# Zantedeschia aethiopica/Calla



## Brigitte (8. Dez. 2008)

Meine weisse __ Calla steht in einem grossen Topf im Gewächshaus zum überwintern. Seit dem einräumen Anfang November habe ich sie nicht mehr gegossen weil sie einziehen sollte. Aber bis auf wenige Blätter die ein wenig gelb wurden, treibt sie munter neue Blätter. Das Substrat ist schon ganz trocken, ein Holzstab steckt bis zum Boden in der Erde und wenn ich den rausziehe ist er unten kein bisschen mehr nass.
Wieso zieht die nicht ein? Schwächt das die Pflanze wenn sie jetzt immer noch neue Blätter macht? Soll ich sie eventuell wieder giessen oder beginnt sie dann schon im Winter zu blühen, was ich auf gar keinen Fall möchte?
So hat sie im letzten Sommer ausgesehen.
Gruss Brigitte


----------



## Annett (10. Dez. 2008)

*AW: Zantedeschia aethiopica/ Calla*

Hallo Brigitte,

leider kann ich Dir zu der Calla gar nichts sagen.

Und Werner hat derzeit PC-Probleme, will aber irgendwie versuchen diese Woche wieder online zu kommen. 
Ich hoffe, Du bzw. Deine Calla kann so lange warten.


----------



## Psycho (21. März 2010)

*AW: Zantedeschia aethiopica/ Calla*

Hallo, ist zwar schon ein älterer Beitrag aber ich schreib mal was.

Ich habe meine Calla zusammen mit ein paar anderen Pflanzen in eine Zinkwanne getan,
ein paar Steine rein eine von einem Billigzimmerbrunnen die Pume mit Amphore und fertig war ein mini.

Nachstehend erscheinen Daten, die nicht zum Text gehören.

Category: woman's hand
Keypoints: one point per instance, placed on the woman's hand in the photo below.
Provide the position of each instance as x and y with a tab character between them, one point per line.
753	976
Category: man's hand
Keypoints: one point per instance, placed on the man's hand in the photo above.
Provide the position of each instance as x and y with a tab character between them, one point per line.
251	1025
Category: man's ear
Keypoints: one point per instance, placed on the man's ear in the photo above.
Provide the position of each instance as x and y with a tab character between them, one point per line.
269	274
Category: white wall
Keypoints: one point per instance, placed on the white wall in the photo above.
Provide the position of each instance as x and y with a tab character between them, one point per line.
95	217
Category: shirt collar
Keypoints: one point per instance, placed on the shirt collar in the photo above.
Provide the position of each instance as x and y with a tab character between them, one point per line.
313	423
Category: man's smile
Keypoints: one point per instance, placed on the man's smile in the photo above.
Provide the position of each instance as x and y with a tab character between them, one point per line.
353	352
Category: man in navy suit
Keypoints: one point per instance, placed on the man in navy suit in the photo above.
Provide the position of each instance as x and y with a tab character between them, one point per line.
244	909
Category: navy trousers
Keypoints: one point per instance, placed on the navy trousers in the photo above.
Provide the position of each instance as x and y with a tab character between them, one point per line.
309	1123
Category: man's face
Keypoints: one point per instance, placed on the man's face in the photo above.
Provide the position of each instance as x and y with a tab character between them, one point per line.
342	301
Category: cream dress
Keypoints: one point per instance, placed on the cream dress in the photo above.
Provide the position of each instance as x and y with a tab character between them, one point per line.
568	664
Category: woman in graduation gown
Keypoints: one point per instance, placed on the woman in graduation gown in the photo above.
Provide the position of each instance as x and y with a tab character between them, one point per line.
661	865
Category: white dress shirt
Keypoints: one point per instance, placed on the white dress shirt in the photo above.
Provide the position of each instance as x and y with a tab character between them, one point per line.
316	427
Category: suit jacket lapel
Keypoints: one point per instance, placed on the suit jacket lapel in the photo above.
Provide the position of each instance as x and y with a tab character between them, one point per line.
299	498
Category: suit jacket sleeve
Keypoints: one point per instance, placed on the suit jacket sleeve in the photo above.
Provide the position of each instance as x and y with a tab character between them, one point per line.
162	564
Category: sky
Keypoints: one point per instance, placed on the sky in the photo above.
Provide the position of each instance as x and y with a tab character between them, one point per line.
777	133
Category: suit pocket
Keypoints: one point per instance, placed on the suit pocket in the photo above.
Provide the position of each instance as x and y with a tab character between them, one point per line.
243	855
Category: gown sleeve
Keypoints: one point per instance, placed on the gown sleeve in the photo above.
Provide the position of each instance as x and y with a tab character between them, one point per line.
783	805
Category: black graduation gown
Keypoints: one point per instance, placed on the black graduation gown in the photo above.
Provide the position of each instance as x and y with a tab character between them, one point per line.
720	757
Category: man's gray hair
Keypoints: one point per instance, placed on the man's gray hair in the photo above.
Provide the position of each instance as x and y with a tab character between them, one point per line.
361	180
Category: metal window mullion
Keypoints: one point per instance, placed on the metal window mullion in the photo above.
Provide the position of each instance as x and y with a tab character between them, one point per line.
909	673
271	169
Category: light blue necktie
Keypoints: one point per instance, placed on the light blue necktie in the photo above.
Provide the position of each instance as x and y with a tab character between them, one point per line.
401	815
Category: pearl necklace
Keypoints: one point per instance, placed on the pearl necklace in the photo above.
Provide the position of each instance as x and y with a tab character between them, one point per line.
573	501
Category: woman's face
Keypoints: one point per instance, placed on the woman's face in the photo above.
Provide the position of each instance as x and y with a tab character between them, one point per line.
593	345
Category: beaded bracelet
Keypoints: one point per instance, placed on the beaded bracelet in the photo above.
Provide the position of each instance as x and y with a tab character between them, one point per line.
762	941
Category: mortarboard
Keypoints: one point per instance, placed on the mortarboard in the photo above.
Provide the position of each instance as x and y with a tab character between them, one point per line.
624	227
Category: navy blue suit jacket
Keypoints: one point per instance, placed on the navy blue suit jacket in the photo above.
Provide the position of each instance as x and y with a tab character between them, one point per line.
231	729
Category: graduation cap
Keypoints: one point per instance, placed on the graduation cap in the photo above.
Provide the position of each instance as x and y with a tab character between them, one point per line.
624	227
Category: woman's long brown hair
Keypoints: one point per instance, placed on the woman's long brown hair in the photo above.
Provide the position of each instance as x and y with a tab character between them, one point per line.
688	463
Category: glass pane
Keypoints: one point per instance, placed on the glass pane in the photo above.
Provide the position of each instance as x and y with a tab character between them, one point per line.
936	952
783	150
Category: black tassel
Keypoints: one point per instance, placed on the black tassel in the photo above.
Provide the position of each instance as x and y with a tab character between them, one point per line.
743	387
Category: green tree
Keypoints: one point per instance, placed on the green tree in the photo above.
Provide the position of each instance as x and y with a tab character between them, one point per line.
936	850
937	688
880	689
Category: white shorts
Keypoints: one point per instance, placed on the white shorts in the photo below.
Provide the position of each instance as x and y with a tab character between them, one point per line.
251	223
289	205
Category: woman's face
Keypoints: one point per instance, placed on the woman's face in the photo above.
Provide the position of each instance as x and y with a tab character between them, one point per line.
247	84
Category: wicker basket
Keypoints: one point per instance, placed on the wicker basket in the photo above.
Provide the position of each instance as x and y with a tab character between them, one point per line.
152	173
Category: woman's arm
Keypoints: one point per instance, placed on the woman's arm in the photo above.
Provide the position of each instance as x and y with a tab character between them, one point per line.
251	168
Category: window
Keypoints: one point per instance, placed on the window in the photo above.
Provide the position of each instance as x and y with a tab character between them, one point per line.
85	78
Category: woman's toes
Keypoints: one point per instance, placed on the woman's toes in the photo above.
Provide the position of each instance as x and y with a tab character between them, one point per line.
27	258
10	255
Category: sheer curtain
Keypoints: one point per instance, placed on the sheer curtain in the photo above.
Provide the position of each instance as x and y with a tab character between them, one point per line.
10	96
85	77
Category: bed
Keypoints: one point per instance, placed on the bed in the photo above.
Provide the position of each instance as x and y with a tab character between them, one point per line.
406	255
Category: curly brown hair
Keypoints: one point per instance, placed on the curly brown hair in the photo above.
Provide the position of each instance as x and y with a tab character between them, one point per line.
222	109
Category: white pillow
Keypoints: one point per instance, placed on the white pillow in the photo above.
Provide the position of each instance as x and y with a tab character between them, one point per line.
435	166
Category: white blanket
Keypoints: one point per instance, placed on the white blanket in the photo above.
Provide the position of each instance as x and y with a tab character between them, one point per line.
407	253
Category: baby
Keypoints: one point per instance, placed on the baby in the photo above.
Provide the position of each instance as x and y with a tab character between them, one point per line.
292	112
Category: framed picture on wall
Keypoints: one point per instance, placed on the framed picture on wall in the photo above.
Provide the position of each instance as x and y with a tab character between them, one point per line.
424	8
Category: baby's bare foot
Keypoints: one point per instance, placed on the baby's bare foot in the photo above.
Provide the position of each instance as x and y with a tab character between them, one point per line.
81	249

Der steht bei mir an der Terrassentür und hat mir den Winter verkürtzt.
Der Calla geht es super hat auch geblüht  jetzt weis ich nur nicht wann ich sie wieder raussetzten soll

Gruss Tobi


----------



## Knoblauchkröte (21. März 2010)

*AW: Zantedeschia aethiopica/ Calla*

Hi Tobi,

raus in den Garten erst dann wenn keine Nachtfröste mehr zu erwarten sind (sonst wird das Laub nachts matschig)

MfG Frank


----------



## Psycho (23. März 2010)

*AW: Zantedeschia aethiopica/ Calla*

prima danke.

wird ja bald so sein


----------



## goldfisch (23. März 2010)

*AW: Zantedeschia aethiopica/ Calla*

Hallo Brigitte,
bist Du sicher das es eine Z. aethiopica ist ?. Ich habe auch zwei unbekannte Zantedeschia von Madeira die im Winter blühen und nicht einziehen. 
mfg Jürgen


----------



## goldfisch (24. März 2010)

*AW: Zantedeschia aethiopica/ Calla*

Entschuldigung ,  Hallo Tobi,


goldfisch schrieb:


> Hallo Brigitte,
> bist Du sicher das es eine Z. aethiopica ist ?. Ich habe auch zwei unbekannte Zantedeschia von Madeira die im Winter blühen und nicht einziehen.
> mfg Jürgen


Die eingezogenen Zantschedia habe ich im Büroteich austreiben lassen. Bald kommen sie wieder in den großen.


----------



## Brigitte (24. März 2010)

*AW: Zantedeschia aethiopica/ Calla*

Was für einen Teich hast du denn in deinem Büro und wie hast du die Z. dort austreiben lassen?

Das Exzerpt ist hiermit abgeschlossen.